Kelly aimed the boat towards Rhodos and gunned the engine. He had to keep a sharp eye ahead for rocks, as well as watch behind for pursuers, and his divided attention left him little time for his partner. It didn't matter, though. Scotty just sat like a sack of potatoes in the stern seat, watching their wake.
Scotty grunted suddenly, so low it almost didn't carry over the engine. Kelly heard it and turned in time to see Scotty try unsuccessfully to raise an arm. Kelly looked past his partner to a light on the water. There they were. So much for leaving Zarkas' men in complete confusion.

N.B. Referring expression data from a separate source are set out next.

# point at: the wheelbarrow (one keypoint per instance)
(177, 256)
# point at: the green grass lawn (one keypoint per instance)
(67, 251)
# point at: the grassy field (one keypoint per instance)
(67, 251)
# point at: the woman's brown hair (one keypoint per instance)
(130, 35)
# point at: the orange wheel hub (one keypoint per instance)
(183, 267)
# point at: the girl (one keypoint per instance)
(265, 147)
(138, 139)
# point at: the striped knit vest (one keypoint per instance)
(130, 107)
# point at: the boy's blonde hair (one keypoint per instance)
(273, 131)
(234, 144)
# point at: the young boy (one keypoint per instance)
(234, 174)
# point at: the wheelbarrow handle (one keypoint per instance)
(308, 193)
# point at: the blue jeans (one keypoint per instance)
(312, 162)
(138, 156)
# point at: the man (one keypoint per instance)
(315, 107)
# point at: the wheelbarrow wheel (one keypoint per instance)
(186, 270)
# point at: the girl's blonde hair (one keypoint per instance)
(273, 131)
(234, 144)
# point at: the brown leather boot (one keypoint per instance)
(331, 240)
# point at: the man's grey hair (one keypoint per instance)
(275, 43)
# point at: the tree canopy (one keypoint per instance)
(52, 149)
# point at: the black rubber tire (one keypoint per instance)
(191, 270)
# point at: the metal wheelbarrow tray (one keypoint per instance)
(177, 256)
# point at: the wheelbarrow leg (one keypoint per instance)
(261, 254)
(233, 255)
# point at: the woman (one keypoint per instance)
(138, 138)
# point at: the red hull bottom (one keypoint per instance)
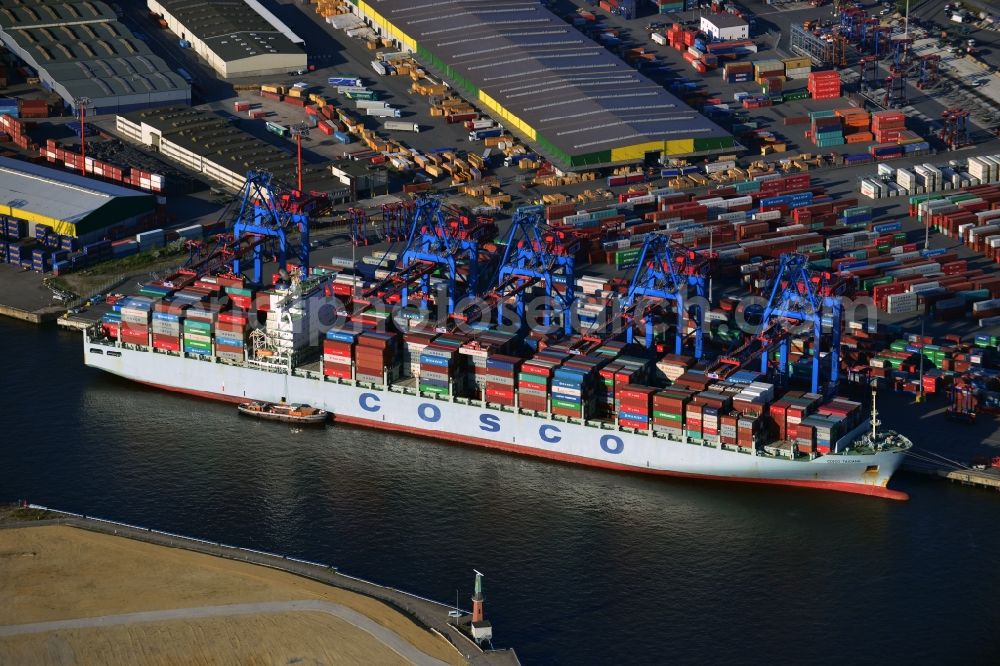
(857, 489)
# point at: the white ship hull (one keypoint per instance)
(471, 422)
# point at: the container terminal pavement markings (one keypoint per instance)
(386, 636)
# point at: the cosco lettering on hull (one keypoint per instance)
(430, 413)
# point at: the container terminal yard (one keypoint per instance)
(729, 241)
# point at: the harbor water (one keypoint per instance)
(582, 565)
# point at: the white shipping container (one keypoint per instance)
(383, 113)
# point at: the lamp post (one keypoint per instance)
(920, 389)
(81, 107)
(711, 245)
(298, 131)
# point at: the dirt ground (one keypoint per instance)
(58, 573)
(290, 638)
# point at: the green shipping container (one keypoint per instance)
(565, 404)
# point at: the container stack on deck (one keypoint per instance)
(824, 85)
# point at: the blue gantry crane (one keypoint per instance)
(439, 241)
(358, 224)
(798, 298)
(536, 253)
(395, 220)
(667, 272)
(262, 212)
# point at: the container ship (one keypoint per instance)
(612, 405)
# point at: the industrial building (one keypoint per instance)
(69, 204)
(81, 50)
(235, 37)
(725, 27)
(569, 97)
(209, 144)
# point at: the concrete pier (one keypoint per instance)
(980, 478)
(426, 612)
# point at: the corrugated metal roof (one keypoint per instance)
(55, 194)
(234, 29)
(212, 137)
(568, 88)
(83, 48)
(27, 13)
(724, 20)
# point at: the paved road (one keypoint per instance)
(431, 614)
(390, 638)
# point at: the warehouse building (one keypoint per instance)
(235, 37)
(69, 204)
(725, 27)
(80, 50)
(208, 144)
(569, 97)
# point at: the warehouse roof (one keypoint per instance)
(725, 20)
(234, 29)
(548, 79)
(215, 139)
(83, 48)
(28, 13)
(55, 194)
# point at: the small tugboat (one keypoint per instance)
(301, 414)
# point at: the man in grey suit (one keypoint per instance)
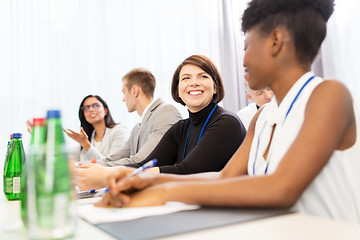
(156, 118)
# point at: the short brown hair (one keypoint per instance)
(143, 78)
(209, 67)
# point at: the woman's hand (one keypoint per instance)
(118, 182)
(92, 176)
(121, 188)
(151, 196)
(81, 138)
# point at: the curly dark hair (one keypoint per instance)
(88, 128)
(304, 19)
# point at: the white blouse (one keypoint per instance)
(113, 141)
(335, 191)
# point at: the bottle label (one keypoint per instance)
(16, 185)
(8, 185)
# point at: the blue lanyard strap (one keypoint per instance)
(287, 113)
(202, 130)
(297, 95)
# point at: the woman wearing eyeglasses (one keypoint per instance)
(99, 135)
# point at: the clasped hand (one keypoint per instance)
(124, 190)
(81, 138)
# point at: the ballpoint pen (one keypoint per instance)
(150, 164)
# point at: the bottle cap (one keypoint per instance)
(53, 114)
(39, 121)
(17, 135)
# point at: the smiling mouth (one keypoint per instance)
(195, 93)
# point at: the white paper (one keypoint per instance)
(97, 215)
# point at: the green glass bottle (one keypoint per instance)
(6, 163)
(37, 143)
(50, 200)
(14, 167)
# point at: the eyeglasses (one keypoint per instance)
(95, 106)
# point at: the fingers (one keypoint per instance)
(86, 165)
(83, 132)
(112, 180)
(109, 200)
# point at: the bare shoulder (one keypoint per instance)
(331, 94)
(330, 109)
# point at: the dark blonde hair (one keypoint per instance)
(143, 78)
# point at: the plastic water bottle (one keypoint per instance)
(13, 168)
(50, 199)
(38, 140)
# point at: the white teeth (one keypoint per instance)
(195, 92)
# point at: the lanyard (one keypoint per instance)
(287, 113)
(202, 130)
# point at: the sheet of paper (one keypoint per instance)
(96, 215)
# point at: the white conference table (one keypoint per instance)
(291, 226)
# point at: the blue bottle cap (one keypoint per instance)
(17, 135)
(53, 114)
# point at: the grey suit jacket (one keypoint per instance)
(145, 136)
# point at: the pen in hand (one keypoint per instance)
(150, 164)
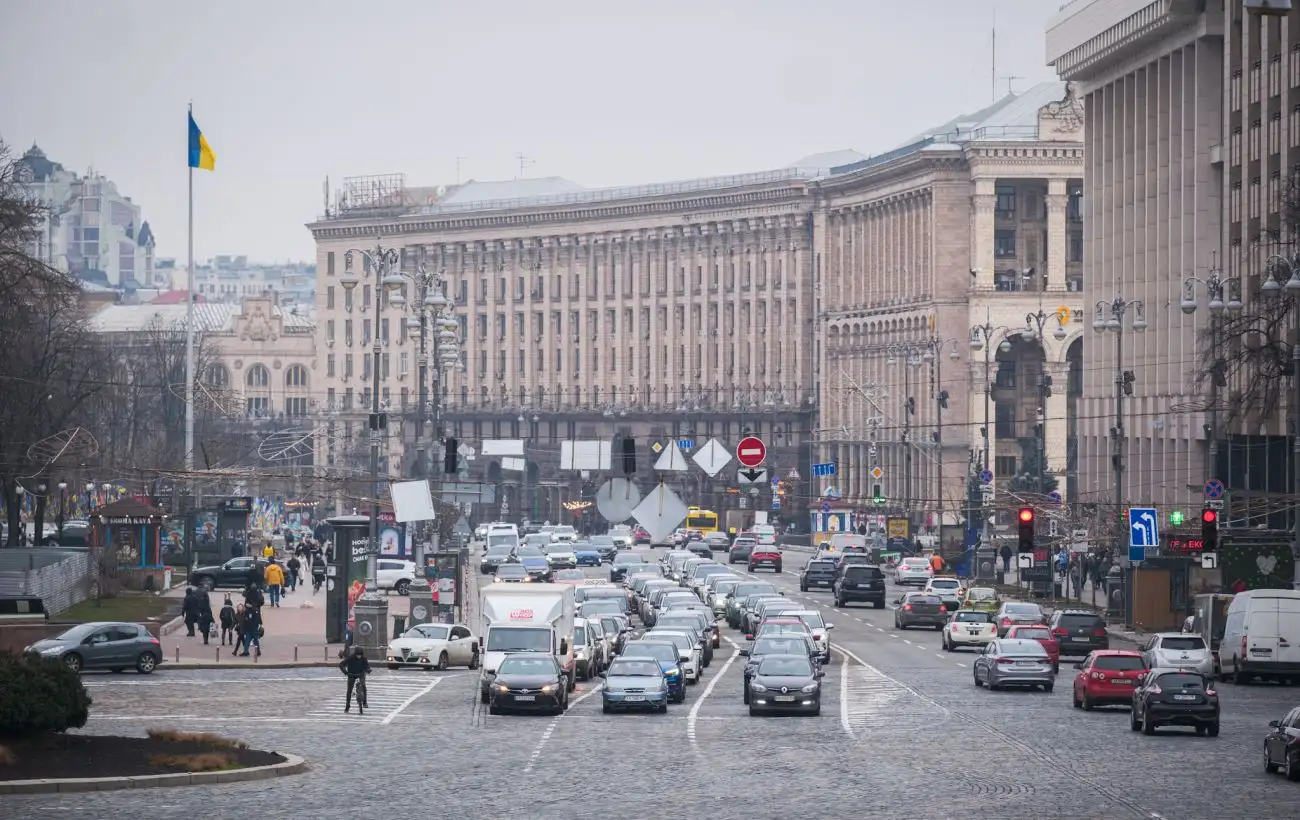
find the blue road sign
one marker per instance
(1143, 528)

“We'll outrun 'em.” Kelly reassured Scotty, goosing the throttle.
“Nuh!” Scotty obviously disagreed. Kelly considered: outnumbered, on a boat with nowhere to run, and Scotty unable to move? Okay, bad idea.
“Yeah, maybe you're right.” Kelly doused their light, dropped the engine speed to a crawl and headed toward the rocky shore. There were plenty of coves and inlets to hide in, and all they had to do was tuck into one and wait for sunrise.
Easier said than done in the dark, and in the end Kelly had to climb onto the rocks and walk the boat along the shoreline until a suitable inlet appeared.
------
With their engine off, they could hear the approaching boat. Its light swept from side to side along the shoreline, and they got as low as they could in their dinghy, practically lying down to keep from being visible behind the rocks.
The searchers passed slowly but kept on steadily up the coastline, and soon there was no sound but the quiet lapping of the sea against the rocks and their boat.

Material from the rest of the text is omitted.